La suma de la impecable política de internamiento –unida a la política de la difusión de las vacunas– tan estricta, promovida por el gobierno británico, y la política de preservación estadounidense tras lo sucedido el 6 de enero, están provocando unos resultados espectaculares. Y lejos de tener una tentación de modificarlas, en el caso de los británicos se ha tomado la decisión de establecer un plan organizado en cuatro fases que no iniciará su desescalada, por lo menos, hasta abril. La situación actual de Estados Unidos y de Gran Bretaña –cada uno con sus características particulares– no representa otra cosa más que las hojas muertas de los imperios que en algún momento fueron.

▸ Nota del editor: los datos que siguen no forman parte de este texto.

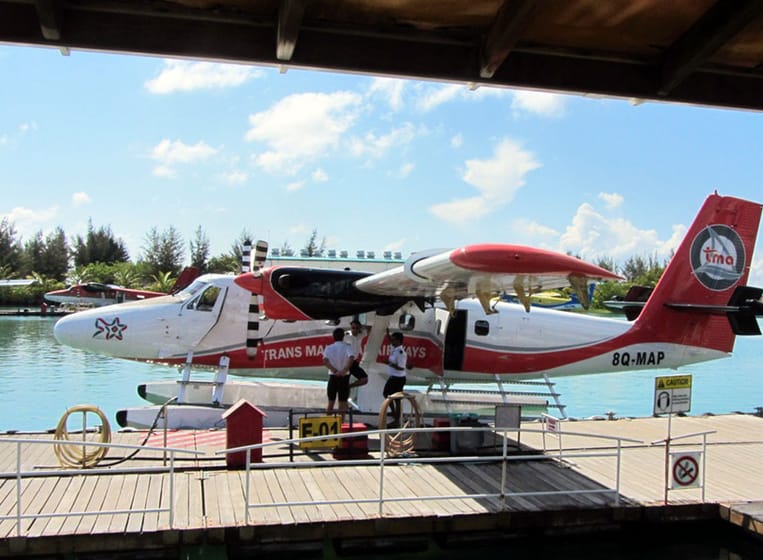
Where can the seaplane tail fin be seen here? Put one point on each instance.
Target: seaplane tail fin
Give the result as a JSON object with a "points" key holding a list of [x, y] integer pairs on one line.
{"points": [[696, 302]]}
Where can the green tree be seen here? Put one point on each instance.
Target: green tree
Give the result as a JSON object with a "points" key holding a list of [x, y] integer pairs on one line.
{"points": [[10, 248], [313, 248], [199, 246], [163, 282], [56, 255], [163, 252]]}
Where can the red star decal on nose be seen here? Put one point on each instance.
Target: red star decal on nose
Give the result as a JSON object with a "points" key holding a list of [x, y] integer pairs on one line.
{"points": [[110, 330]]}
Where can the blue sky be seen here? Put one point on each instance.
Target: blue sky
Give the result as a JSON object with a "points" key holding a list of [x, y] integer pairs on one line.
{"points": [[372, 163]]}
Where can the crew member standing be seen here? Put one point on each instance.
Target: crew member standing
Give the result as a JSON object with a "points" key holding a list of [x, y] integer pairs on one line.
{"points": [[354, 338], [396, 372], [337, 357]]}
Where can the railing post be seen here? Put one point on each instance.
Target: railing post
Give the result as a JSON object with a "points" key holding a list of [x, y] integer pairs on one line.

Dos ciudades, Washington y Londres, permanecen muertas. Una lo está por miedo, mientras que la otra lo está por llevar hasta la última consecuencia el intento de atajar una pandemia –que será la primera de muchas– y que tiene un origen común: hemos destruido a la Madre Tierra y la Madre Tierra nos está presentando una factura por cobrar. Esa factura está basada en el hecho de que no podremos sobrevivir manteniendo el ecosistema que necesitan nuestros cuerpos si les continuamos negando los nutrientes que obtenemos dependiendo de la calidad del aire que respiremos. Los gobiernos que no entiendan el hecho de que hoy contar con energías más limpias y con un sistema energético optimizado que busque combatir la contaminación son parte de una política social y sanitaria sin alternativa, estarán fracasando en la labor de construir un mejor futuro. Y es que, o tratamos de ganar tiempo buscando soluciones para hacer frente a los futuros desafíos o terminaremos por consolidar la destrucción y el desvanecimiento del lugar en el que vivimos.

Mientras tanto, el viento del olvido se va llevando a los imperios que fueron. Y nuestras pisadas –las de los que aún afortunadamente seguimos vivos– suenan únicamente en nuestro interior. Si no conseguimos recuperar la capacidad de orientación basada en la recuperación medioambiental y en establecer un equilibrio social y de justicia en los sistemas democráticos, el futuro –al igual que los dos imperios que fueron y ya no son– será otra hoja muerta.